Si Médas Brébœuf, le jour où la chose advint, versa ses cinquante piastres d’amende sans maugréer, ce n’est pourtant pas qu’il eut plaidé coupable ni qu’il se sentit humilié.

À l’encontre d’Arthur Lefebvre qui promit une main sur la gueule à quiconque reparlerait désormais de la bataille de coqs, Médas Brébœuf, lui, sembla n’en vouloir à personne. Pas plus au garde-pêche, qui avait fait sa grande langue auprès de la police de Sorel, qu’à ce damné de Lusignan, le moins regardant des parieurs à toutes les batailles, autant de coqs que de chiens et qui, depuis, faisait le fin en proclamant partout :

— Le coq à Brébœuf, c’est un bon coq ; mais j’cré il va mourir de vieillesse, à c’t heure !
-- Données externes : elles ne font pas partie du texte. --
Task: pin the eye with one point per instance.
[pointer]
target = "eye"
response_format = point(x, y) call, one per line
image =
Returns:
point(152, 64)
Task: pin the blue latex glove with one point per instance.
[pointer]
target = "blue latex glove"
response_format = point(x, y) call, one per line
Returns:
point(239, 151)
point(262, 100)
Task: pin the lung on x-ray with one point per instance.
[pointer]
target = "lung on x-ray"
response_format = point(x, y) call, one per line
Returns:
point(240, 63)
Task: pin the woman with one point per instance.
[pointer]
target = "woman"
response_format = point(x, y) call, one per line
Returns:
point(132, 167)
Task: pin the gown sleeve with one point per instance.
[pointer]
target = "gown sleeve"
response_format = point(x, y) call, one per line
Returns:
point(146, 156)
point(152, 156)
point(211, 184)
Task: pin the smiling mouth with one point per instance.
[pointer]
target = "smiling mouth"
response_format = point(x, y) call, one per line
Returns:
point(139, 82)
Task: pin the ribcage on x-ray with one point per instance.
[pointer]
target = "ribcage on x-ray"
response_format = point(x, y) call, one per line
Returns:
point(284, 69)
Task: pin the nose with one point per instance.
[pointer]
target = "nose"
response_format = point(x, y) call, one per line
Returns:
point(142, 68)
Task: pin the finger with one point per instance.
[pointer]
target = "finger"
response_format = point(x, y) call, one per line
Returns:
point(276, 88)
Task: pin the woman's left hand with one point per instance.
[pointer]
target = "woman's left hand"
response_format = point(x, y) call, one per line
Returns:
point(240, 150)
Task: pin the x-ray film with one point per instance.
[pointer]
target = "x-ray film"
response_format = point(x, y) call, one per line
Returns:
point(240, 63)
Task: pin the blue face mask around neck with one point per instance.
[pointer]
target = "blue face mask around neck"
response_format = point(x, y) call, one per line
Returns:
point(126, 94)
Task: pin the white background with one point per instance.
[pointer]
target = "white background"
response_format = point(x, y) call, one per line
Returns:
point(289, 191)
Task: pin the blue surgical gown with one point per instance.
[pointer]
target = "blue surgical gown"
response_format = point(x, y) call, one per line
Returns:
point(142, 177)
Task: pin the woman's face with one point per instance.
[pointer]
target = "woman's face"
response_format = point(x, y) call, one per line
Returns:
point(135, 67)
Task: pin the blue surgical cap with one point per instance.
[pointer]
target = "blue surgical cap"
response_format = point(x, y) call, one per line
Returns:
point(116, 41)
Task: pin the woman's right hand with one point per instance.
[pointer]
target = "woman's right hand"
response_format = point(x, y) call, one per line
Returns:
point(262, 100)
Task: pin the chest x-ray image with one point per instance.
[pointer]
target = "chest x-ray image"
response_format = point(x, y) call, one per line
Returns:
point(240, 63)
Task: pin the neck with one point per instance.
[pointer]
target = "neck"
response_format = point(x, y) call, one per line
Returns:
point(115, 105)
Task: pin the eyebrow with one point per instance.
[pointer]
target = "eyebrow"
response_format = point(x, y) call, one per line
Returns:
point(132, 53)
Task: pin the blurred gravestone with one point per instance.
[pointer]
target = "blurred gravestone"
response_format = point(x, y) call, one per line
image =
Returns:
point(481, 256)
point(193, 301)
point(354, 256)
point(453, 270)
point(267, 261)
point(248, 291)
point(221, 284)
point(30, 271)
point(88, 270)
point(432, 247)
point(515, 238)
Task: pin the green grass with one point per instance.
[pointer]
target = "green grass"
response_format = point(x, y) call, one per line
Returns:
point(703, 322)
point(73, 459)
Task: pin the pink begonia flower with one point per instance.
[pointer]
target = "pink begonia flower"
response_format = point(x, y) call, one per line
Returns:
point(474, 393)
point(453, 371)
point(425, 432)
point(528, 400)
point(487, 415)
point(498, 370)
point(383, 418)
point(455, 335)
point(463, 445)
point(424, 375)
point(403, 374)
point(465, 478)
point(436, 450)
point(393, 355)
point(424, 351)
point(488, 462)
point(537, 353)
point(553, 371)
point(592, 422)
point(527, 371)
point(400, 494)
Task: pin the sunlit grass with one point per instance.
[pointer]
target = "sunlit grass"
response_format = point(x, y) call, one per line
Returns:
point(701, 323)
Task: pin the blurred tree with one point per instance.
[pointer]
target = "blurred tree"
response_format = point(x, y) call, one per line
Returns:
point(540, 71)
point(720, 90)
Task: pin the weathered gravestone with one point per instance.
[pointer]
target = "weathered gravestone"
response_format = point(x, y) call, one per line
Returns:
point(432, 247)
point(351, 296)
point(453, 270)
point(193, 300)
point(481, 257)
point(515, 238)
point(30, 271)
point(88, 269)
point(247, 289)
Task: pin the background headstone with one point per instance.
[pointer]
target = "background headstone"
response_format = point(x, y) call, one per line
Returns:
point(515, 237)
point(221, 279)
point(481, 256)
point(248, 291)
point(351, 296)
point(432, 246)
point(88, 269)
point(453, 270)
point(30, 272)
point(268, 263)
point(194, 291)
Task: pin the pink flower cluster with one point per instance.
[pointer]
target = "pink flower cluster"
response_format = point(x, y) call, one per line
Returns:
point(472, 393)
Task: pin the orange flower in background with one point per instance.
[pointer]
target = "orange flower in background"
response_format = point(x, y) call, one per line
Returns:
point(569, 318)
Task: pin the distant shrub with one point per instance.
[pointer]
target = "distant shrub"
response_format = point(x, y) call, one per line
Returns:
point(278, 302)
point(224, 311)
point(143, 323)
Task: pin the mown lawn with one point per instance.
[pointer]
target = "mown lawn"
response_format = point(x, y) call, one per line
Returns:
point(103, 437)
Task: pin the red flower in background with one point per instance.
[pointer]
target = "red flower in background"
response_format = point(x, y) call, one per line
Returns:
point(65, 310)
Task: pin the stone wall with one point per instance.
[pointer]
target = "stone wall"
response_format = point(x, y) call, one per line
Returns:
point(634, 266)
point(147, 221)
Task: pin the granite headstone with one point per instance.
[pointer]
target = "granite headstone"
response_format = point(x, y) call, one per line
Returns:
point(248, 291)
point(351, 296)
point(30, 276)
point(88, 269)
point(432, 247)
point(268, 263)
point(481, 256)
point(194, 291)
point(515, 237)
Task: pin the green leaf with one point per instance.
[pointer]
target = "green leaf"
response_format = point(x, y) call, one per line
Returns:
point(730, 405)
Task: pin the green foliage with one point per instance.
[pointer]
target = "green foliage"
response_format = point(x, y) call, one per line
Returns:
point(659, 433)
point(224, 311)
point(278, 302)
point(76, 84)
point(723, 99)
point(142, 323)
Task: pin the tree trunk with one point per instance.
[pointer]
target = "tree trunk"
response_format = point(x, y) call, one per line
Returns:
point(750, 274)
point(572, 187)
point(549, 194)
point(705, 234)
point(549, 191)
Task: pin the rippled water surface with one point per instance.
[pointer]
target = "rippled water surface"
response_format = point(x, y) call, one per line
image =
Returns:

L’homme n’était pourtant pas une pâte molle ; au contraire, il passait pour prime comme pas un. Et tous ceux qui le rencontrèrent, avec son air sombre et préoccupé, pouvaient bien affirmer, en effet, que si Brébœuf ne disait rien, c’est qu’il devait ruminer quelque chose par en-dessous.

La vérité, — on l’apprit ce soir-là au bureau de poste, à l’heure du courrier, — c’est que Médas Brébœuf tenait seule la loi responsable et qu’avant de s’en plaindre, il importait pour lui de prouver à tout le monde que cette loi-là, c’était la plus mal faite des lois.

Cette fois, il avait trouvé ; et, se dirigeant en droite ligne sur le garde-pêche, campé, les yeux fixes, en homme certain de ce qu’il va dire :

— Réponds-moué, Ménard ! mâcha-t-il, pourquoi ta loi fait-elle prendre un homme pour une bataille de coq ?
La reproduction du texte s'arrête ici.